第10話 暗闇に高鳴る悲嘆の足音

「リュウゾウとイビ。名うての殺し屋を退けた男とは思えないな」


 扉をくぐった男の姿を見て、カンジがそう言った。

 サンは涙ぐんでその男を視野に映す。とても殺し屋という肩書にはそぐわない風貌をしている陰鬱そうな表情の青年だった。


「ナイツ!」

「勝手な真似をしてもらっては困る」


 カンジがサンを抱え上げて盾にし、彼女を引きずってナイツと距離を置こうとする。


「観念してください。……カンジ、残っているのはあなた一人だ。サンを解放してくれれば、自分はあなたの命など必要としません」

「慈悲深いことだな。残念だが、その情けはお前よりも弱い奴にしか効力を持たない。そして、俺はお前に負けることなどない。よって、無意味な説得だ」


 カンジは徐々にナイツから遠ざかる。

 カンジが目指しているのは階上へと続く階段だった。

 建物内は吹き抜けになっていて、二階に当たる部分は壁に沿って通路が設置されている。通路には幾つかの扉があるが、いずれも使用されることのない空き部屋である。

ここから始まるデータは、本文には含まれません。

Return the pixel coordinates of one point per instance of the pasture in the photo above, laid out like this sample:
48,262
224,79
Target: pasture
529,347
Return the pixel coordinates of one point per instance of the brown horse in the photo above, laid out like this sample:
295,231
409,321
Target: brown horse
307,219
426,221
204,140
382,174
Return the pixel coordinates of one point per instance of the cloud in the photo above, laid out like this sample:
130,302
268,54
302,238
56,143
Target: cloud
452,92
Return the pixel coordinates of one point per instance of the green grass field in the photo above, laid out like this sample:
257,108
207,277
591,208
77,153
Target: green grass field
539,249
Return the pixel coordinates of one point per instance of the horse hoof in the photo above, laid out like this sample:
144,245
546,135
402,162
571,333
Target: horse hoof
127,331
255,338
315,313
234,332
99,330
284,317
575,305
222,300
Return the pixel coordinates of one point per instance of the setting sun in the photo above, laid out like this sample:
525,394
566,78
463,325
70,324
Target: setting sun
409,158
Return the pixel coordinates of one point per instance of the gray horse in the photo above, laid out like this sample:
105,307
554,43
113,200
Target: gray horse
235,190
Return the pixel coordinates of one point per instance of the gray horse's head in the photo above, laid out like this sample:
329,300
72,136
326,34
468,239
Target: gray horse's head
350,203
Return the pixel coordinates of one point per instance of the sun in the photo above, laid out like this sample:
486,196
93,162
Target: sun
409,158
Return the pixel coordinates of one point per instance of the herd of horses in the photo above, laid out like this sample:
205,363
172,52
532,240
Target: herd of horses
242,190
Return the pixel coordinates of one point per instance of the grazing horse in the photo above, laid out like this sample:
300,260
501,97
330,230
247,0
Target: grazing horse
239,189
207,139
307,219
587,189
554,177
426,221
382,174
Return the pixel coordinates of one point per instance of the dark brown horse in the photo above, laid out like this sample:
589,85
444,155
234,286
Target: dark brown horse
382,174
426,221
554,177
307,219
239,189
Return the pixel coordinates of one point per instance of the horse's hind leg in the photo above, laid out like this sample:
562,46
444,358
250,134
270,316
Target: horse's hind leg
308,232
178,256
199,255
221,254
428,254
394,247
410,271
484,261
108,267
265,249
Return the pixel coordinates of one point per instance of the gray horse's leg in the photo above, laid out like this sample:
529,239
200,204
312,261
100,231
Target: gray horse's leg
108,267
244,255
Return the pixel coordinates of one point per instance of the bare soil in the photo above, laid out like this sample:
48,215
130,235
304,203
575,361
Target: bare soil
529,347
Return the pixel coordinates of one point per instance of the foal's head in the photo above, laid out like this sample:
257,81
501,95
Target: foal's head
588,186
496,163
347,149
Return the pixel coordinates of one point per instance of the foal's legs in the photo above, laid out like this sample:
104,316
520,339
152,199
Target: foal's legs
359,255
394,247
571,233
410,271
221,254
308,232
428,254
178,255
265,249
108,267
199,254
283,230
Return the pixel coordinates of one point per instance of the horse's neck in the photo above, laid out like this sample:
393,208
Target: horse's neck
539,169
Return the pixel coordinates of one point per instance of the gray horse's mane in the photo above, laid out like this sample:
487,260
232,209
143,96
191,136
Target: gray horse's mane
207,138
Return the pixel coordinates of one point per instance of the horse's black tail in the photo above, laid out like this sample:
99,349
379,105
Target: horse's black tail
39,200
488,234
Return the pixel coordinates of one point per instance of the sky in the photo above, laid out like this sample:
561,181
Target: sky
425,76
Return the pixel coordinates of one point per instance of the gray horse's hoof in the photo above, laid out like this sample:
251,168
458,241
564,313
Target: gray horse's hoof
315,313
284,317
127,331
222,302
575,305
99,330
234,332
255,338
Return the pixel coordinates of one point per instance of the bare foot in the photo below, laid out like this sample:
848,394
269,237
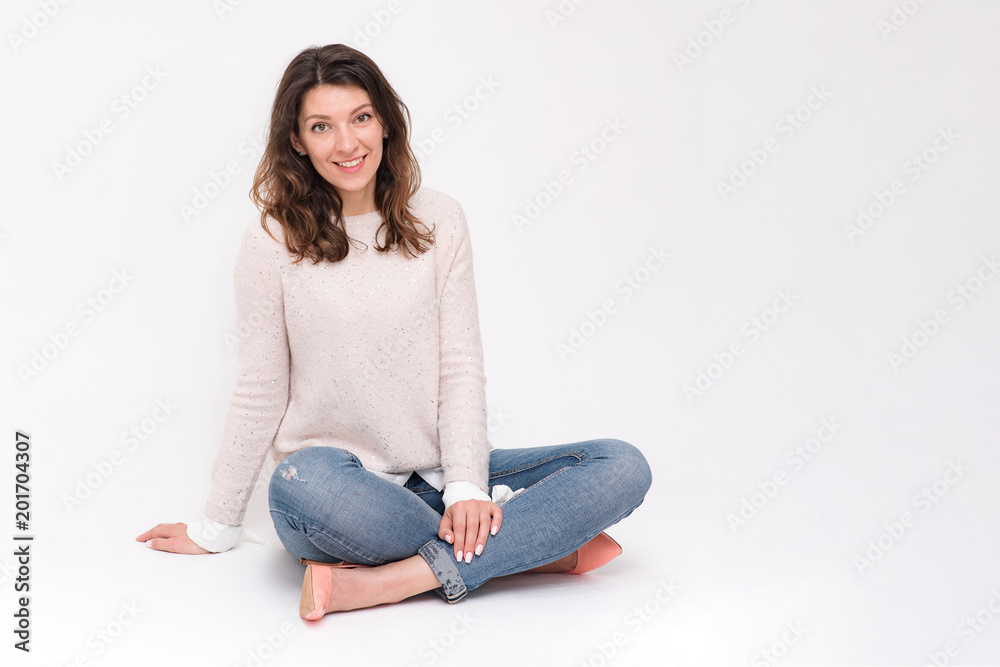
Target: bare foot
326,589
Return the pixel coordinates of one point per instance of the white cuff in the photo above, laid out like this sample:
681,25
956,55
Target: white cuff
461,490
212,535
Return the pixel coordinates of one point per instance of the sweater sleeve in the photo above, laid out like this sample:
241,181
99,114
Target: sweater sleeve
462,392
260,393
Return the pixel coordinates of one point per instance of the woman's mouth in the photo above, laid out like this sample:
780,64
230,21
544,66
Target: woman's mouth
351,166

「上へ逃げても無駄です。自分はこの隠れ処に住んでいたことがある。ここの内部は知悉しています。逃げ場などありません」

「奇遇だな。俺もここに住んでいたことがある。お前よりも随分と昔のことだろうがな」

「あなたもここで?」


 そう言いかけると、カンジは白檀の拳銃をナイツの方に向けて射撃する。ナイツは〈叡智〉を使ったが、カンジの狙いはその隣にあった配電盤だった。

 数発の鉛玉を打ち込まれた配電盤が火花を発し、その機能を停止させる。


 照明が落ちて屋内は闇に閉じ込められた。

 視覚を封じられたナイツは、その聴覚でカンジの動向を探る。

 鉄を打つ甲高い男が鳴っているのは、カンジがサンを連れて階段を駆け上がっているからだろう。


 二階に達した足音は、サンがもがいているせいか不規則だった。一階の床は混凝土こんくりーとだが、吹き抜けを囲む二階の通路は鉄製の造りをしている。どれだけ優秀な殺し屋でも、物音を立てずに移動することはできない。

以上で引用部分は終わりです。